A Tripoli il “Professore” venne ingaggiato con l’obiettivo di portare la nazionale ai Mondiali del 2004. Curiosamente, tre vittorie su tre partite non gli bastarono a evitare l’esonero. È implicito che i risultati non furono la ragione scatenante del suo allontanamento dalla panchina libica. In realtà si trattò di una vera e propria ritorsione da parte di Saadi, di cui oggi si sono perse le tracce in qualche carcere del paese che papà Mu’ammar ha gestito come proprio feudo dal 1969 al 2011. Nel 2002 Gheddafi junior era contemporaneamente presidente della Federazione e calciatore. Forte del titolo di capocannoniere del campionato locale, pretendeva di giocare in nazionale. Scoglio, che tutto era tranne che fesso e men che meno sensibile a ingerenze e ricatti, sapeva bene che i suoi gol erano arrivati grazie alla benevolenza delle intimorite, e non certo per ragioni tecniche, difese avversarie.

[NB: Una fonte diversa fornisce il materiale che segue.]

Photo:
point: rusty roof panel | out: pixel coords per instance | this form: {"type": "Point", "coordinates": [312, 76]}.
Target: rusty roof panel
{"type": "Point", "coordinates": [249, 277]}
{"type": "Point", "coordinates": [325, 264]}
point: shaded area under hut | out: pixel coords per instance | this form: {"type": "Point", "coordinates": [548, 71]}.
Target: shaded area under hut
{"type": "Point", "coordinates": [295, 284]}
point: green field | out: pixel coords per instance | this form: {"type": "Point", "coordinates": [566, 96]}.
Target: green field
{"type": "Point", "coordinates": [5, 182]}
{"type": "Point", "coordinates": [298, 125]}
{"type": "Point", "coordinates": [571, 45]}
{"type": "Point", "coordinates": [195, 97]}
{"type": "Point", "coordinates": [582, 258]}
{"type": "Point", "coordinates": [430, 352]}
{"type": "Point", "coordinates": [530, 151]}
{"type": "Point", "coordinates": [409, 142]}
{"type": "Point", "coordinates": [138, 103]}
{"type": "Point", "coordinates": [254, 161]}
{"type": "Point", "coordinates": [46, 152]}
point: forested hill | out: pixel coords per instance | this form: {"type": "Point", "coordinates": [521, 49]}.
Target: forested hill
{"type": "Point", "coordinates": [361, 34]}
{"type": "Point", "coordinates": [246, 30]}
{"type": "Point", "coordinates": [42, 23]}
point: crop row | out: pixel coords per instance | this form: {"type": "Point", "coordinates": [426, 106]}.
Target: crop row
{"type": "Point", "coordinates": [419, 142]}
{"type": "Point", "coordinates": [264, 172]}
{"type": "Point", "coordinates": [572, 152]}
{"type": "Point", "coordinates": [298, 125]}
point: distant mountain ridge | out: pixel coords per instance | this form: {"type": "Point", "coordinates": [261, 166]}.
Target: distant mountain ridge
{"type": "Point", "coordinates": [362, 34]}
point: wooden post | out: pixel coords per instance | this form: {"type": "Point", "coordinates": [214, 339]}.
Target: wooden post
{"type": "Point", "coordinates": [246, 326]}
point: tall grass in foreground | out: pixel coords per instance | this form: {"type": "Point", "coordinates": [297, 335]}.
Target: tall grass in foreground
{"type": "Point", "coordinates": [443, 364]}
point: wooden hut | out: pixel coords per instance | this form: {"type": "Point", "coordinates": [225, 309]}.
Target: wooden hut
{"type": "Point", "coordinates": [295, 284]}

Lo osservò bene in allenamento e prese la sua decisione. E non lo fece giocare mai, neppure un minuto. «L’ho convocato pro forma in panchina soltanto con il Congo, ma perché si giocava in casa. Ma dopo il primo tempo in pratica se n’è andato. Durante la mia gestione non ha fatto neanche un riscaldamento». E poi il lapidario: «Come giocatore non vale niente». Passo e chiudo.
Dopo l’abbattimento del regime di Gheddafi, poco è cambiato sul piano del rinnovamento culturale in Libia. La testimonianza arriva dalla regista anglo-libica Nazira Arebi. Il suo docufilm “Freedom Fields”, che sarà presentato nell’ambito della rassegna cinematografica MediOrizzonti [in proiezione lunedì 14 ottobre presso il Cinema Nuovo di San Michele Extra] che ha il suo vernissage domani a Verona. La pellicola fotografa lo sconforto di tre coraggiose donne calciatrici nei confronti di una rivoluzione che prometteva libertà e che invece ha portato la Shari’a e ha involuto una nazione oggi ancor più isolata e arretrata. Attraverso il calcio, potenziale veicolo di emancipazione e immagine di ciascun paese sul piano antropologico, la cineasta documenta la vita e l’impegno di Fadwa, Halima e Naama, il loro amore per lo sport più popolare al mondo ma soprattutto la determinazione a combattere con i pochi mezzi a disposizione una battaglia di civiltà. Il film, coinvolgente sul piano umano, sviluppato nell’arco di cinque anni dell’era della post-rivoluzione, segue il tracciato di una narrazione che antepone le splendide immagini di un quotidiano per molti versi disarmante al racconto delle protagoniste.
Il licenziamento di Scoglio nel 2002 venne giustificato “nell’ambito di una serie di misure riorganizzative” all’interno del calcio libico. Una motivazione che trasudava ipocrisia. La cancellazione della squadra nazionale femminile, nel decennio successivo, ben documentata dalla Arebi, avviene “per motivi di sicurezza e la tutela delle atlete”. Come avrebbe detto un celebre corregionale del Professore, tutto deve cambiare per non cambiare nulla. Anche in Libia.